Some estate agents tried to challenge the duopoly of Rightmove and Zoopla by launching OnTheMarket.com, which offered lower fees and blocked digital-first brands such as Purplebricks from joining.

However, Neal Gemassmer, vice-president of international at Yardi Systems, thinks traditional agents are likely to experience far greater pressure further down the line. “New platforms that allow residents and landlords – or buyers and sellers – to seamlessly converse in real time will disrupt the agent model much as Airbnb has done with hotels,” he says.

These new platforms include firms such as shared-living company LYVLY. “We’re a lifestyle brand for professionals aged 25 to 35 so have to be digital-first,” says chief executive Philip Laney.

“The tech we’re developing will make our property management operation more efficient, but more excitingly, through AI and machine learning, we will be able to dive into people’s values and see how they like to be connected. We can then match them with likeminded souls and create a genuine, meaningful community.”

Gemassmer sees the emergence of build-to-rent and the “paradigm shift” that it will bring as having the potential to revolutionise the entire residential market. “The focus on services and amenities will see consumers demand as frictionless an experience as possible, with everything from finding a home to signing a lease handled online and no doubt that will seep into for-sale housing too,” he adds.

Johnny Caddick, managing director at BTR developer/operator Moda, agrees. “Tech will be at the core of Moda’s offering to help our customers have as easy a resident’s journey as possible – from renting a home, to services, amenities and community building, through to events,” he says.

Moda wasthe first UK developer to announce a partnership with Uber, which will be integrated into its bespoke MyModa app.

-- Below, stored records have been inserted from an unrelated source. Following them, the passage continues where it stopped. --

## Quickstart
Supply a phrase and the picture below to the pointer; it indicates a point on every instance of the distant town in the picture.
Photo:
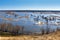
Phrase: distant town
(30, 21)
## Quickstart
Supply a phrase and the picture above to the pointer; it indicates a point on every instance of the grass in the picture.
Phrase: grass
(51, 36)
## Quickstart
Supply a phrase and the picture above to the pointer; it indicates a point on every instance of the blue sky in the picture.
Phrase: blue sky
(29, 4)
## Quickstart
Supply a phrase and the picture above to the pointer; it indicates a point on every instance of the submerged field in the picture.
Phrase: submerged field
(51, 36)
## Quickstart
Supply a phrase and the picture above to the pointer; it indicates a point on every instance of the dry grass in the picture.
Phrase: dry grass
(51, 36)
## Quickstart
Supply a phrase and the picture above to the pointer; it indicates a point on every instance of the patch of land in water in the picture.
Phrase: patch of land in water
(51, 36)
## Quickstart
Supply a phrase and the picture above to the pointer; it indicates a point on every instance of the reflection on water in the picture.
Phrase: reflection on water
(32, 22)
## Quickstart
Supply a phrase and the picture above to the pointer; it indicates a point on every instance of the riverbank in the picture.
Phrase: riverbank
(51, 36)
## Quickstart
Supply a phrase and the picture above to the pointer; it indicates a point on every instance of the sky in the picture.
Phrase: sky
(29, 4)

But consumers won’t be the only ones to benefit. Advances such as predictive analytics driven by big data and AI-led machine learning will help refine and improve investment strategies, says Richard Jackson, co-founder and managing director of platinum RESI sponsor Apache Capital Partners, which is in a joint venture with Moda.

Proptech becomes a way of life

“For our customers, proptech will become a way a life and for investors, if done correctly, it will be a key component of monitoring and analysing performance and data, enabling proactive asset management, reducing risk and delivering optimum performance and long-term stable returns,” he says.

Savannah de Savary

Savannah de Savary

Built-ID founder and chief executive Savannah de Savary argues that AI and machine learning are the “two biggest things” that will change real estate. “Integrating AI into other offerings and making better use of data through ‘deep learning’ will have a drastic impact,” she says.

Built-ID collects and shares information on the built environment and is trying to use the knowledge it has to help developers improve their community engagement. “We’re trying to appeal to the silent majority who don’t necessarily use traditional means of engagement by creating digital channels, which gives them a voice and sense that they can effect meaningful change on the development process without simply yelling ‘object!’” de Savary says.

Clearly, the industry’s attitudes towards tech are changing, as backed up by Property Week’s recent annual Power of Proptech survey. More than two thirds of respondents say their business embraces new technology, while more than half say investment in tech has given their business a USP over rivals.

“Real estate isn’t quite the dinosaur some make it out to be, as firms are shifting from the early adopters to the early majority,” says Gavriel Merkado, founder and chief executive of residential insight platform REalyse. “I see the transition as similar to the one in finance after the introduction of digital systems, leading to narrowing margins and consolidation, led by early adopters that could handle narrower margins and faster transactions.”

Evidently, real estate – and housing in particular – is looking to get both feet firmly in the 21st century.